Tablet sales may not be doing as well as everyone thought, according to data published by the International Data Corporation (IDC). Global media tablet sales fell by 28% to 7.2 million units in the first quarter of 2011, IDC announced Friday. Time to pack our bags and give the tablet industry the ole heave-ho? Not quite. Despite the first quarter decline, IDC is raising its estimate for the number of tablets sold in 2011 to 53.5 million units, up from 50.4 million units.
So what dark, insidious harbinger-of-doom is behind the lag in tablet sales in Q1? Just your average seasonal lull. With Q4 being the big buying season, what with all the holidays, it naturally stands to reason that there would be some drop-off in Q1. That said, IDC notes that that number still falls well below expectations. Even Apple saw far fewer shipments than anticipated, selling 4.2 million iPads rather than the 6-8 million analysts anticipated.

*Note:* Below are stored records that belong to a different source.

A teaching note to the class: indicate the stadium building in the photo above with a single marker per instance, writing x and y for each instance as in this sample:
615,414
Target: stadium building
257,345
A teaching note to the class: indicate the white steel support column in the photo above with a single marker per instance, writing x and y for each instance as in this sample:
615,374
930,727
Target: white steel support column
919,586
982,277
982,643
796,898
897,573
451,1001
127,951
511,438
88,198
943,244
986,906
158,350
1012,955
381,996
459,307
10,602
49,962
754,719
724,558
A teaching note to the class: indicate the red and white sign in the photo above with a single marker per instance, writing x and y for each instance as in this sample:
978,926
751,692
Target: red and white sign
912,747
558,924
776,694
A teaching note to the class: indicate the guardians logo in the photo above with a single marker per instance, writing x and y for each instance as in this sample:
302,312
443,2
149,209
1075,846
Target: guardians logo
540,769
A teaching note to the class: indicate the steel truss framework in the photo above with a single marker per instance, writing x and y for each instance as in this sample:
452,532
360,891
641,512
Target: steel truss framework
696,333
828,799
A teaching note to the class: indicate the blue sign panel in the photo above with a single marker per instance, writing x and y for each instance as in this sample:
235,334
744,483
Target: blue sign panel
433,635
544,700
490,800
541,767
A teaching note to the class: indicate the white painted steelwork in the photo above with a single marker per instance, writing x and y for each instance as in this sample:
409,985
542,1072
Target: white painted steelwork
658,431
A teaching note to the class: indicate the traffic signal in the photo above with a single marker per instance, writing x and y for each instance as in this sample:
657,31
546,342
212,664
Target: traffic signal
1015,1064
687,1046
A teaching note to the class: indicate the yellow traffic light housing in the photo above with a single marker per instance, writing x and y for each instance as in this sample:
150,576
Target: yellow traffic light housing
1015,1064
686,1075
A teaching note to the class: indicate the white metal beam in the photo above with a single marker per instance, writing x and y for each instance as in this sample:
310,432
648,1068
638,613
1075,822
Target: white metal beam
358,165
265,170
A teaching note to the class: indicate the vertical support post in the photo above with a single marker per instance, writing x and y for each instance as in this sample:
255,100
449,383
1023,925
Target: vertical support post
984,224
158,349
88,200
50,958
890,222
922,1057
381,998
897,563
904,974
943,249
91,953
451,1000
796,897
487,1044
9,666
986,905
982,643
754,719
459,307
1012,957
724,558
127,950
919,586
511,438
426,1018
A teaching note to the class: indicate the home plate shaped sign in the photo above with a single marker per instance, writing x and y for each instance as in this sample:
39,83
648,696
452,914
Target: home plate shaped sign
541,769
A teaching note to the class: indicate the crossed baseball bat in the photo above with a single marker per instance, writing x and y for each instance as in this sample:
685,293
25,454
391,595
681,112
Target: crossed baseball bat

Nevertheless, IDC believes tablets will do well overall this year. While IDC expects tablet sales to reach 53.5 million unis this year, Merrill Lynch estimates that Apple will sell some 26 million iPads in 2011 (IHS Suppli puts that number at 39.6 million).
Interestingly, just like the smartphone OS market, Android is creeping up on Apple to claim 34% of the total tablets sold in Q1 2011, an increase of 8.2 percentage points over the previous quarter. So while tablet sales may have drooped in Q1, Android is still inching its way up in market share.
"Like the PC market, Media Tablets had a bit of a challenging quarter in Q1, as concerns about general macroeconomic issues and the post-holiday letdown took a toll on demand," said Bob O'Donnell, IDC’s VP of Clients and Displays. "We expect the rest of the year to be much stronger, but we believe vendors who continue to focus on the telco channel for distribution will face serious challenges."
…Like Samsung and Motorola.
Like tablets, e-readers took a seasonal hit, dropping to 3.3 million units shipped in Q1. But e-readers are still doing well with 105% year-over-year growth. The most successful reader, according to IDC, was the Nook Color, which put Barnes & Noble in the lead in the e-reader market for the first time, knocking Amazon to number two.
IDC anticipates global e-reader sales to reach 16.2 million units in 2011, representing a 24% increase over 2010.